According to the Board of directors of Sacombank, so far, this bank still has 50 trillion dong unsolved bad debt, and collaterals are mainly properties. The bad debt settlement target in this year as said by Duong Cong Minh, Chair of Sacombank, is to collect 15 trillion 20 trillion dong.
In 2017, Sacombank handled 20 trillion dong bad debt. However, the non-performing loan (NPL) ratio was still more than three percent higher than the level prescribed by the State Bank. Therefore, Sacombank’s profit last year was affected by the requirement of high risk provision and this bank’s pre-tax profit target for this year is just 1.6 trillion dong.
Recently, Sacombank has been one of the banks that strengthen the auction of bad debt, including the sale of bad debt to the Vietnam Asset Management Company (VAMC) and the self-settlement.
One of the banks that have had to put for provision most strongly in the first quarter of this year was the Joint Stock Bank for Investment and Development of Vietnam (BIDV). According to BIDV’s financial statement in Q1/2018, the bank’s revenues grew but provisioning costs have eroded most of the pre-provisioning profits, which amounted to six trillion dong.
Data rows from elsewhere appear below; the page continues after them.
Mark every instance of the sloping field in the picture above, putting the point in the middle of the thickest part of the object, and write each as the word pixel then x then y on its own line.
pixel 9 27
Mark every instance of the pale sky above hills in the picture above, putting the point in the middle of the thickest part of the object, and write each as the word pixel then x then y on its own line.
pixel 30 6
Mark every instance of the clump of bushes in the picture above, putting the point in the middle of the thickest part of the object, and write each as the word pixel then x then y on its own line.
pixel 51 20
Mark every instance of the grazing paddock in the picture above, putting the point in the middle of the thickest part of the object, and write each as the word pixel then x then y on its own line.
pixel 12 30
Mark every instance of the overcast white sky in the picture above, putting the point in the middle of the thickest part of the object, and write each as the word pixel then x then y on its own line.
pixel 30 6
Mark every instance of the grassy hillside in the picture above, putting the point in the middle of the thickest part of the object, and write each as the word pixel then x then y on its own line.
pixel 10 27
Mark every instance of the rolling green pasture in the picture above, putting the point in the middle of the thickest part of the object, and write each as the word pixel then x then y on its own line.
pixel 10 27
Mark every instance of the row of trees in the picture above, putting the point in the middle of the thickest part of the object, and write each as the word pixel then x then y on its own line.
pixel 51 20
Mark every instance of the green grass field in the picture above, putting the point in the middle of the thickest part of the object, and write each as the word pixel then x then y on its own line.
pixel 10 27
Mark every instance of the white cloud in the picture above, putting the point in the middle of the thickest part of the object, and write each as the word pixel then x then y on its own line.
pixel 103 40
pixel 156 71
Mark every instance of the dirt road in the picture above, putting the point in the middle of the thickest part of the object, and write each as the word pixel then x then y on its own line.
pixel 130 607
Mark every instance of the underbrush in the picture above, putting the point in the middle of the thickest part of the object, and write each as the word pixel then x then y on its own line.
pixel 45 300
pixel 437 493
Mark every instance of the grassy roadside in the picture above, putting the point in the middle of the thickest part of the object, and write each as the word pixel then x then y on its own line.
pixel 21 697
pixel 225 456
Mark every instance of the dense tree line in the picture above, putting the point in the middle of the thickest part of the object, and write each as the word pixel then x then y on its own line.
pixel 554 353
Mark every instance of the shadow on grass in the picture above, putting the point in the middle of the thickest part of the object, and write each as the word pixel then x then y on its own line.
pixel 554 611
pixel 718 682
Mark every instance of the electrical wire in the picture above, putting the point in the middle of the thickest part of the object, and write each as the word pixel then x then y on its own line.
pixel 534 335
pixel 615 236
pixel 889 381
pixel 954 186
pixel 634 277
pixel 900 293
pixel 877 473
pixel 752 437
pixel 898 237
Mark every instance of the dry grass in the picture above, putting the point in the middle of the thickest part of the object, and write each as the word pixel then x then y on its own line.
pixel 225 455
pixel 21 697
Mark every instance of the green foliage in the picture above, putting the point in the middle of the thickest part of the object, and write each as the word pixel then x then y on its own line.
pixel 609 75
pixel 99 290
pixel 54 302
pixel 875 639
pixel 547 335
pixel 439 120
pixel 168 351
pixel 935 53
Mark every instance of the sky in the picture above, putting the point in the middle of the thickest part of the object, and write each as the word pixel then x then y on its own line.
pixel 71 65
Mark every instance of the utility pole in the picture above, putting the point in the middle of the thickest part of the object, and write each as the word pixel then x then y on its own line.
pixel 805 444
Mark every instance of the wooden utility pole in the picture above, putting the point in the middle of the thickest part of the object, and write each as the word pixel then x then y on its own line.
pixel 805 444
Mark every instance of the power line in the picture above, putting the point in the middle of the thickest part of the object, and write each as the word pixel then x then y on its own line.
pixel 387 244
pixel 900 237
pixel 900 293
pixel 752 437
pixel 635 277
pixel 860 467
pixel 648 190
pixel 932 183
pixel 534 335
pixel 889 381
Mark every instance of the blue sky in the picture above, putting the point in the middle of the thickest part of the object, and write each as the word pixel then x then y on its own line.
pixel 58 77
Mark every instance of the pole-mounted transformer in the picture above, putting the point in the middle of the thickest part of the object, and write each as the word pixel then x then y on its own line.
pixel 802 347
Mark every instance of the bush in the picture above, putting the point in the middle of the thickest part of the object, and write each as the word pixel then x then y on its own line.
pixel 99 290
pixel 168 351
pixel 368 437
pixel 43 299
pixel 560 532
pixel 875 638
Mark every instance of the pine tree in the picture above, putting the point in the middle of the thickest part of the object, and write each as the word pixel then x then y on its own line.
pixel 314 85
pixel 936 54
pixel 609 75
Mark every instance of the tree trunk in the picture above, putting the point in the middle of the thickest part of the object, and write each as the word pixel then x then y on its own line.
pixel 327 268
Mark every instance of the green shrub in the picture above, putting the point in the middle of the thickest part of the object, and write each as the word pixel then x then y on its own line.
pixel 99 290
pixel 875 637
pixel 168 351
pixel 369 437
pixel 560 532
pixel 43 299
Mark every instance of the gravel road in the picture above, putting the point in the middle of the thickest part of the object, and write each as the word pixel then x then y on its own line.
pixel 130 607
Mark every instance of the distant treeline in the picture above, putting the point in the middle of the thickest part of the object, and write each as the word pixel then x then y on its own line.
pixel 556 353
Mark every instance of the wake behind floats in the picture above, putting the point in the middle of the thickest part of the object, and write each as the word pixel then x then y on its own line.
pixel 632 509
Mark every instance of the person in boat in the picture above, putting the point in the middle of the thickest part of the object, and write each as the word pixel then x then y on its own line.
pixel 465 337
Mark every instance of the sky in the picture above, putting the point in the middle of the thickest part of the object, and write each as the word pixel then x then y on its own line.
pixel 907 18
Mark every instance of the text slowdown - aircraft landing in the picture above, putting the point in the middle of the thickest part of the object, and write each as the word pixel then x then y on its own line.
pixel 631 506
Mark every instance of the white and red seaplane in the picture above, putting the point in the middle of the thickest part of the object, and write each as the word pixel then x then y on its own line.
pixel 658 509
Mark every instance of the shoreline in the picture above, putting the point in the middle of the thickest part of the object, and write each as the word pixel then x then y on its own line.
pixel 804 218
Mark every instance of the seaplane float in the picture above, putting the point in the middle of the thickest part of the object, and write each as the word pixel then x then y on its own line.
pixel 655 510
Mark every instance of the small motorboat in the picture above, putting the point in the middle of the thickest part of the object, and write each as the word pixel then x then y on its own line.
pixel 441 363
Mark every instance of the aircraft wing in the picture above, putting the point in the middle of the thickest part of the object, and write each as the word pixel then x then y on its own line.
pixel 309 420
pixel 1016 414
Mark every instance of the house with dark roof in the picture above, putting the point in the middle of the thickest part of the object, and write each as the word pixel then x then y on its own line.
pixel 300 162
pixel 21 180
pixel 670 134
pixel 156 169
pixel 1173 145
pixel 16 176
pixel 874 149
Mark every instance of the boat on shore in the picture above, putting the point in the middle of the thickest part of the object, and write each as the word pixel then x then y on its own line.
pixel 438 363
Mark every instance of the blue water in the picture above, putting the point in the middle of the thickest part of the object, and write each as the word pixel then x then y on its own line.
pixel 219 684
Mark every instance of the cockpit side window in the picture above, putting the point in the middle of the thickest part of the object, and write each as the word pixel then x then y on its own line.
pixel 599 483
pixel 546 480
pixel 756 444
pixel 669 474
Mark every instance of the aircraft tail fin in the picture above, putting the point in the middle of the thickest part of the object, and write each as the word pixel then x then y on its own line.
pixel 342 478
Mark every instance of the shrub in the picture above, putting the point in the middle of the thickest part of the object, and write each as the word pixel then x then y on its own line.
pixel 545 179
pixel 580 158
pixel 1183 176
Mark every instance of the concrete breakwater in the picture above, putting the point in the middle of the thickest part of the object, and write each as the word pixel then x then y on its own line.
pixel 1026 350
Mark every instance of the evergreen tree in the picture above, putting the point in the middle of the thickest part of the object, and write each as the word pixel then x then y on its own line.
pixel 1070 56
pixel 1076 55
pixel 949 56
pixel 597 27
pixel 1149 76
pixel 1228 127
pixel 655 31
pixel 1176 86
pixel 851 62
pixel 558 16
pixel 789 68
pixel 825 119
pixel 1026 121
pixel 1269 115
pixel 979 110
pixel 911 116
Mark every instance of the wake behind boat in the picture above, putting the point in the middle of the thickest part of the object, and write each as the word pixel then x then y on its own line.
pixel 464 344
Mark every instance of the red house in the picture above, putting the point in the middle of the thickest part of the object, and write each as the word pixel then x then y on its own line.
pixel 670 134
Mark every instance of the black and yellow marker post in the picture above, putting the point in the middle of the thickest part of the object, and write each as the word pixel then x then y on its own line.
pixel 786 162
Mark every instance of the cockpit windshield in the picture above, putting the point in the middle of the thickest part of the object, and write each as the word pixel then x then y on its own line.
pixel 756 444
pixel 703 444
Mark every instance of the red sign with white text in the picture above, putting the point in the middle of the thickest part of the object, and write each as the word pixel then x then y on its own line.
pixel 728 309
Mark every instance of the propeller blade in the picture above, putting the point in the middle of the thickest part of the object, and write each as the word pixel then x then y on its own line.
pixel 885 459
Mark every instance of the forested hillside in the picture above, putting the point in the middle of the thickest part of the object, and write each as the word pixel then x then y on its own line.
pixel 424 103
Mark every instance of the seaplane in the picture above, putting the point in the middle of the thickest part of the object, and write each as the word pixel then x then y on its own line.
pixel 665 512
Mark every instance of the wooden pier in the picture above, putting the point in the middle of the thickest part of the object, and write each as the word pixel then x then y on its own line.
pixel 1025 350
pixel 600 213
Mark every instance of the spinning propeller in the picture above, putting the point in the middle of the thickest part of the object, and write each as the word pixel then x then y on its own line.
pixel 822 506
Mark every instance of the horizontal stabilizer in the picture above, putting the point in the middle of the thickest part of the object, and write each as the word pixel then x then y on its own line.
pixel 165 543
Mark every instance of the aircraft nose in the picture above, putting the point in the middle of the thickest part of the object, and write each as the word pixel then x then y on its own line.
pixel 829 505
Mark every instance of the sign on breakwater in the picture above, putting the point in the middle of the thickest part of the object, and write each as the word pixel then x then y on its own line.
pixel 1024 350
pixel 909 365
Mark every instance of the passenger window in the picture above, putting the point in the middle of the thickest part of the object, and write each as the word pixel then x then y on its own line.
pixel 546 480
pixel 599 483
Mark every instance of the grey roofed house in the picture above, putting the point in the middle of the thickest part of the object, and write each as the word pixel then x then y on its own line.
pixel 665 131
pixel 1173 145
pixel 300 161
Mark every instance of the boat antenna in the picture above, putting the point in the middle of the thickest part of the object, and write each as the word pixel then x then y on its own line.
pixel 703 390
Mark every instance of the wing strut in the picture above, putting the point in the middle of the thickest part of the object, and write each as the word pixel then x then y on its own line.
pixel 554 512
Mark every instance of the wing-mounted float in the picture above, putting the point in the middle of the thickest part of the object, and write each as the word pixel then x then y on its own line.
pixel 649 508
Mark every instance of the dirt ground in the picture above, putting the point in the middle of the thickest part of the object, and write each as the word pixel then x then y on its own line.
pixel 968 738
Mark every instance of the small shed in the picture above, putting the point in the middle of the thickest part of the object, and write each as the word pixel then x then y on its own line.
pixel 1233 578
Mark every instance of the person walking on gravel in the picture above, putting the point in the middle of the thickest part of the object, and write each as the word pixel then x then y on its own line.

However, BIDV reported the profit of nearly 2.5 trillion dong only after the first three months of this year, with the after-tax profit to increase 8.5 percent only. As of the end of Q1/2018, BIDV’s NPL ratio seemed to just going sideways, at 1.62 percent.
The Orient Commercial Bank (OCB) has just announced the consolidated financial statement in Q1/2018 with the total revenue from business operations reaching 1.157 trillion dong, up 93 percent. The operating costs swelled 41.1 percent to 398 billion dong.
The post-provisioning cost increased 89 percent to 140 billion dong. However, after deducting fees, OCB’s pre-tax profit was 619 billion dong, an increase of 2.5 times from the same period last year. Compared to the pre-tax profit plan of two trillion dong in this year, OCB completed 31 percent of the whole year plan after the first quarter only.
As of the end of March, OCB’s total assets were 77.628 trillion dong, down 7.9 percent from the beginning of the year. Customers’ deposit mobilisation decreased 0.3 percent to 53.047 trillion dong.
The credit growth reached 8.8 percent, raising the outstanding loans to customers to 51.974 trillion dong. The absolute bad debt at OCB swelled 253 billion dong to 1.117 trillion dong, mainly coming from the strong increase of debt in Group 3. OCB’s NPL ratio improved 1.79 percent at the end of 2017 to 2.13 percent at the end of Q1/2018.
The reality shows that the Resolution No. 42/2017/QH14 on pilot settlement of bad debt at credit organisations facilitated banks to strengthen the sale of assets but both VAMC and commercial banks are still very prudent when offering selling price and are difficult to give a low starting price.
According to Dr Can Van Luc, finance and banking expert, even valuation companies do not dare to offer too low selling price for fear of responsibility. This makes it impossible for the settlement process of old debts at banks to be accelerated, while new bad debt continued to arise, making it impossible for the risk provisioning burden to decrease, affecting banks’ profits.